What I found considerably more obnoxious was Romney’s trotting out the old, utterly discredited “government takeover” and “death panels” memes in regard to the ACA.
The full name is the Patient Protection and Affordable Care Act, which isn’t catchy and doesn’t spell anything, and I didn’t really see people start calling it ACA until recently. All of which means there was no real competition to Obamacare as a nickname, so that’s what stuck and it lost most or all of its sting as a pejorative. Of course over time mainstream antipathy to the law has also decreased a lot even though conservatives still hate it. I prefer ACA in actual discussions of the law but you can’t tell that someone is a rabid opponent of the law just because they call it Obamacare.
I see this thread has been moved to Elections, which I suppose is understandable, but since the Act will (presumably) survive at least some time after the election, and more likely than not survive for years to come, i didn’t believe this was an “Elections” topic.
It was pretty clearly pejorative initially, but if the “target” of a pejorative nickname embraces it I’m not sure supporters of the “target” have much ground to object to its use.
I quite like the name “Obamacare”. I can’t see a negative outcome for letting that name stand:
If the project fails horribly, Obama’s only going to be President for another 1-5 years, after which his career has basically ended. It’ll quickly be replaced by some new plan, or not, at which point it’ll become history… and history books will refer to it as the Affordable Care Act, since that’s the official name.

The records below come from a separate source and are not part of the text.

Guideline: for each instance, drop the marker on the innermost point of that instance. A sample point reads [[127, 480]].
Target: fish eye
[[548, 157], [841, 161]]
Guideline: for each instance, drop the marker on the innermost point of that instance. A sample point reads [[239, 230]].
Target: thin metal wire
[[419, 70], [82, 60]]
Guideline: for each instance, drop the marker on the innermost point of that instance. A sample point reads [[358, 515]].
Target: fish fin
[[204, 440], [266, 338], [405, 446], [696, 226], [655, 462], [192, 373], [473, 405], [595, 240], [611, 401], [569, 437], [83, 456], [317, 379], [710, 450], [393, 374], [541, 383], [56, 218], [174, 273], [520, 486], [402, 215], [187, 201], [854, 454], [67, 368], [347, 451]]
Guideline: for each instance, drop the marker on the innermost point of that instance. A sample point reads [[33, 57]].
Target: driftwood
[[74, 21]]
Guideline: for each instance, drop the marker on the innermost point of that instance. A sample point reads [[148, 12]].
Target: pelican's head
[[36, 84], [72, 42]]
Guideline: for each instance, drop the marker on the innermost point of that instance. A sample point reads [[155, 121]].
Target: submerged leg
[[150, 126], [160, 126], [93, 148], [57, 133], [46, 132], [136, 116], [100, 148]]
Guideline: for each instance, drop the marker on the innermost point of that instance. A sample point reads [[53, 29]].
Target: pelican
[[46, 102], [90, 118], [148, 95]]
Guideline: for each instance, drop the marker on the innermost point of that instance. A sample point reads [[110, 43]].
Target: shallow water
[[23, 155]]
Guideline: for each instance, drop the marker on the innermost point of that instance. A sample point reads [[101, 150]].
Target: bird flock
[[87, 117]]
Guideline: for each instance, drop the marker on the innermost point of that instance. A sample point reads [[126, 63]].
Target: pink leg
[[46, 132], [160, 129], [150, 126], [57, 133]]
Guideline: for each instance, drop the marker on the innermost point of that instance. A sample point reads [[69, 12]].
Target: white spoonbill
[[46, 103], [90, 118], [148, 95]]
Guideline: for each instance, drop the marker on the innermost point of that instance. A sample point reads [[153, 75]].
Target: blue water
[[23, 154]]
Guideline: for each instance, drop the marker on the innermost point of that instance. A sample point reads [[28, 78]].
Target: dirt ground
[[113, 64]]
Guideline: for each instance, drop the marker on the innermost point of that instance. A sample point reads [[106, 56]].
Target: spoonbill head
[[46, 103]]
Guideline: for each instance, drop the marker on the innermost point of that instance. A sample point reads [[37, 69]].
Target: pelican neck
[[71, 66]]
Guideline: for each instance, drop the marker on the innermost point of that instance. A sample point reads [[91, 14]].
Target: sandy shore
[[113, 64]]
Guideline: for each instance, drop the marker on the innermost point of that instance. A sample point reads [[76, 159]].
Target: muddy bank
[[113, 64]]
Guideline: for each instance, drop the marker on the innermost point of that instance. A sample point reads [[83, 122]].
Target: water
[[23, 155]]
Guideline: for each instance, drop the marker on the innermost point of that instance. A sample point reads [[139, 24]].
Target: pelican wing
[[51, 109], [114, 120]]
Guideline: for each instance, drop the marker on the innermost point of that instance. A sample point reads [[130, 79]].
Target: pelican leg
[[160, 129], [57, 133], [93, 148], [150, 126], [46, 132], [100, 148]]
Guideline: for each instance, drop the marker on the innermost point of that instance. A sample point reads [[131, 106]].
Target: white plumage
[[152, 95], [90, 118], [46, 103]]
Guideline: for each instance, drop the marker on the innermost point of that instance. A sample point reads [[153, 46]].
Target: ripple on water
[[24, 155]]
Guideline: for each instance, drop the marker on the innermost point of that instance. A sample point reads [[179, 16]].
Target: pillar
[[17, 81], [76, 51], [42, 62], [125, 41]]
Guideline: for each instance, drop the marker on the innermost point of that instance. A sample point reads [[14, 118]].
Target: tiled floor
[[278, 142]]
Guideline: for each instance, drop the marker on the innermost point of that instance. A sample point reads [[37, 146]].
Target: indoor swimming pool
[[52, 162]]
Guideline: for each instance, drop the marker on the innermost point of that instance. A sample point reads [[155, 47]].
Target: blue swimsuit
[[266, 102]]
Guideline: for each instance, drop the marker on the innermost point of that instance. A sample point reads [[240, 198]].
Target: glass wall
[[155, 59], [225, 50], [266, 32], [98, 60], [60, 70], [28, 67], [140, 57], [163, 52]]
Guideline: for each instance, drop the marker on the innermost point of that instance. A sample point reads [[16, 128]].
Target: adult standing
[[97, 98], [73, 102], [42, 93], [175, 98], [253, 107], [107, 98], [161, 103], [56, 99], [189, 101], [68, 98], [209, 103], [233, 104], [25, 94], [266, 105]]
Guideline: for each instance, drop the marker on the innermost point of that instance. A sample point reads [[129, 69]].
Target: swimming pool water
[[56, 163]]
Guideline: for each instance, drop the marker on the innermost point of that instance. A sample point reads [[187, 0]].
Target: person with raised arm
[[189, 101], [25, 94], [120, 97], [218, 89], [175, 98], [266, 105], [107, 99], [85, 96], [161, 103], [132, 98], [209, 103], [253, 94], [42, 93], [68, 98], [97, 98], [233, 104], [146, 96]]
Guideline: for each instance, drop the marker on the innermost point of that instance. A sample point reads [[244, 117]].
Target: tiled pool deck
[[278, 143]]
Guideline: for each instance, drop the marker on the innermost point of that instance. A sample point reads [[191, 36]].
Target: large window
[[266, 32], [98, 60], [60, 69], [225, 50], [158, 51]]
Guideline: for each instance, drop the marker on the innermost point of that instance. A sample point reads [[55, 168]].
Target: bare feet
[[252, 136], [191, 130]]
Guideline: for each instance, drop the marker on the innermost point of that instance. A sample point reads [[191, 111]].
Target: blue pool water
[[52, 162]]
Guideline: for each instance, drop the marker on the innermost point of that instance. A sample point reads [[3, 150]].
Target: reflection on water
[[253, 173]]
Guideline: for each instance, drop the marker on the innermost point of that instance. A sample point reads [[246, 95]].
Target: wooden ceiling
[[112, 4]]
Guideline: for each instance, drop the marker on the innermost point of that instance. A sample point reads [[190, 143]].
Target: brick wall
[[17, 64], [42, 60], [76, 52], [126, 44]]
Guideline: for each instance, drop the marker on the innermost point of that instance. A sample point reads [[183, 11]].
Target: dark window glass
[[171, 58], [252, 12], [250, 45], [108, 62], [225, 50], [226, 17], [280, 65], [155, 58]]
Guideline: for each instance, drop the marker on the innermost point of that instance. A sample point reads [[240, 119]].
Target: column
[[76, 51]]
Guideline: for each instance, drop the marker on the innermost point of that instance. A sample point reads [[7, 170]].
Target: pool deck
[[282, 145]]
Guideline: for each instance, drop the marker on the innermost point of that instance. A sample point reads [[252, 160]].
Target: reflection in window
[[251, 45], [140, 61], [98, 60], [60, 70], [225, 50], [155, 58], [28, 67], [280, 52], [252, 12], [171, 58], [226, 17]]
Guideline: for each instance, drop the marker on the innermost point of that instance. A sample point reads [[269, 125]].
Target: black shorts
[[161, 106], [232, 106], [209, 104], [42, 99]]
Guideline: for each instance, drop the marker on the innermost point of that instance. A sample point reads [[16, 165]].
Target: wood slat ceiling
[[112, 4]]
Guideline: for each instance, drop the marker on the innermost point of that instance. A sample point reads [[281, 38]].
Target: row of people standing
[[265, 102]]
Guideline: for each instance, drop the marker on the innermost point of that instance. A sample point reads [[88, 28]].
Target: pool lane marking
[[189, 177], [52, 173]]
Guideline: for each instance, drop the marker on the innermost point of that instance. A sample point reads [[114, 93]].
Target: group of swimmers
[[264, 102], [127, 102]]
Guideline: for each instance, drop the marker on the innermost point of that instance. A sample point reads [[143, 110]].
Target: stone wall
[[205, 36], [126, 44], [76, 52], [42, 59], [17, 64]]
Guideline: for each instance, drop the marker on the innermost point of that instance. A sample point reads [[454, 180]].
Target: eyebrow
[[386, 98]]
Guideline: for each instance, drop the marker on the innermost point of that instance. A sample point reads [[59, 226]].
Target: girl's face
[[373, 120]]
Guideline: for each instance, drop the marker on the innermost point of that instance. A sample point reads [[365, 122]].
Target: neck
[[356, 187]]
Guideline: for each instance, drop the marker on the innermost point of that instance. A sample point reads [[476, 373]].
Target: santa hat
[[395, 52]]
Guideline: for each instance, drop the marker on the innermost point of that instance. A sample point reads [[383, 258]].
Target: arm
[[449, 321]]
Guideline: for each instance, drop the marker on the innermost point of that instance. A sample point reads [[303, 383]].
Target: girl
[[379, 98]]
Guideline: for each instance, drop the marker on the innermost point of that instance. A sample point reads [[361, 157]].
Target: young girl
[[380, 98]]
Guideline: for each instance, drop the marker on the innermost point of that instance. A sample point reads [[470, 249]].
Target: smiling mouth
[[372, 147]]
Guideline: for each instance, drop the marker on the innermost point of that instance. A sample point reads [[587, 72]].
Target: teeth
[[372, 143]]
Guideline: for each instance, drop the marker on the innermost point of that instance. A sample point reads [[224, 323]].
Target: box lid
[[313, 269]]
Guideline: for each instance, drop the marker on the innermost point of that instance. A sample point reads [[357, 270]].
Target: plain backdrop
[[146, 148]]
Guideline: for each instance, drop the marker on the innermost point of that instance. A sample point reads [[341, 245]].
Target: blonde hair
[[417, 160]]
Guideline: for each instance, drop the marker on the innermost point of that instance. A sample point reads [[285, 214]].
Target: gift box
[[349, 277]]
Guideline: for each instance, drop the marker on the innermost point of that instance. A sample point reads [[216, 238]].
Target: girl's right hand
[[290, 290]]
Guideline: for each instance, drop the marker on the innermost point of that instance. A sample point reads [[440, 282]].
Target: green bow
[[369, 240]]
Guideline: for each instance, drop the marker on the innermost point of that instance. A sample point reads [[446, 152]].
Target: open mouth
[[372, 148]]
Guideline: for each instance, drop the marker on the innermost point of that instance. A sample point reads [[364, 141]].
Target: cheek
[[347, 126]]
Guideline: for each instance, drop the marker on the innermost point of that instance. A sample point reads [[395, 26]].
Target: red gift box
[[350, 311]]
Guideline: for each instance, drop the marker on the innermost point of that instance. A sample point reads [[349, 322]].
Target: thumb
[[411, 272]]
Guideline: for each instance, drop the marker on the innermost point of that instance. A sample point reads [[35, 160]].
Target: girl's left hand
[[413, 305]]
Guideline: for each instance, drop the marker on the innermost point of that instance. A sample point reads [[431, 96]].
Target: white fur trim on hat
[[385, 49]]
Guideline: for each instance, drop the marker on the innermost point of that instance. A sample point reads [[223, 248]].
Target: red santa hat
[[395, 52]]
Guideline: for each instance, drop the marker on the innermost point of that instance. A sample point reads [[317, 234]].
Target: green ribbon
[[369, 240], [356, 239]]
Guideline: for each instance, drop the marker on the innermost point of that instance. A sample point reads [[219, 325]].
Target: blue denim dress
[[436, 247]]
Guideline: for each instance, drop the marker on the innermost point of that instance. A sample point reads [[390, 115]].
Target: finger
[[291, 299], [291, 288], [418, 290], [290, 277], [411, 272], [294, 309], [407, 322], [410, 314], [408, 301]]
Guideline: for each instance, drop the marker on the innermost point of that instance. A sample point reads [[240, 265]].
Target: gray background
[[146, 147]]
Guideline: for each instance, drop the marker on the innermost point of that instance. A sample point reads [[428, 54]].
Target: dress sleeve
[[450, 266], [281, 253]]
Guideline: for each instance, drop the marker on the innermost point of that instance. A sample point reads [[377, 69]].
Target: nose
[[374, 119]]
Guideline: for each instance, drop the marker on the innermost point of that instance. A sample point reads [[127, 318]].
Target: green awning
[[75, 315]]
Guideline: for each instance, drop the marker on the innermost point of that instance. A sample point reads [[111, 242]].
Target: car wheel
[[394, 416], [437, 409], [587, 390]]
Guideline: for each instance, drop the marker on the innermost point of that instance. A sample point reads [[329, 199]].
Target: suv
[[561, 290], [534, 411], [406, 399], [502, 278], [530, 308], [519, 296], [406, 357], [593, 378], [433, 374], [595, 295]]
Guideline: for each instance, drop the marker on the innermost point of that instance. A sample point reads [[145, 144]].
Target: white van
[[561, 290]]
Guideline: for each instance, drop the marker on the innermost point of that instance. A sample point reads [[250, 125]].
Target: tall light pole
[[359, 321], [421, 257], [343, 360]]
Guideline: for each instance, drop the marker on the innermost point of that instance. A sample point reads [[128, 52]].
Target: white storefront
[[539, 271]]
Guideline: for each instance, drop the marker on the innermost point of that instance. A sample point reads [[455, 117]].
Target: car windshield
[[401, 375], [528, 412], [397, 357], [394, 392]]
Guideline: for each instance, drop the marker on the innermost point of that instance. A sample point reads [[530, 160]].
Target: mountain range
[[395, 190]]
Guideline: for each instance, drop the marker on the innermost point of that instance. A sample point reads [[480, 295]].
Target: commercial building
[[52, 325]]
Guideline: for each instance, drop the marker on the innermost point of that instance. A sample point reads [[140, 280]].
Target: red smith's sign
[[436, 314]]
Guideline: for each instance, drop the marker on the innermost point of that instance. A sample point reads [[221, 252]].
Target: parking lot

If the project succeeds, his name is on it forever. Republicans won’t be able to turn around and claim credit for it. Healthercare is such a big part of our lives, and that will forever be linked to a Democratic Party President.
I never saw why it would be considered pejorative. It’s Obama’s idea, he pushed it thru, it was what he pushed as his agenda during the elections - it’s Obamacare.
Of course ‘Obamacare’ is meant to be derisive by its opponents, who view government involvement in health care to be overreaching and ‘nannying’. Same thing in the 90’s when it was ‘Hillarycare’. If the Republicans are unable to repeal it and it becomes apparently permanent, the Obamacare moniker will fade away (and especially once B.O. is out of office).
Until then, for B.O. to protest the name Obamacare would make it appear that he is trying to distance himself from that which he created and give the opponents plenty of political fodder against him and the Act.
I don’t know that I’d go so far as to call it a pejorative, but in its practical usage among people in my social circles, it often revealed an ignorance of what the PPACA actually does. Conservatives know that it’s not a single payer system, but that doesn’t fit into the reality they want to create, which is that Obama is a socialist who’s socializing everything. So the PPACA, which is a collection of reforms that keeps private insurance companies well entrenched in our health care system, becomes ObamaCare, which sounds like we’ll all be covered under a single monolithic health care plan.
So there are people who use the term ObamaCare under the mistaken belief that they’re going to lose their private insurance soon, and there are people who know full well what the PPACA is but prefer to call it ObamaCare anyway just to reinforce the mistaken beliefs of the first group.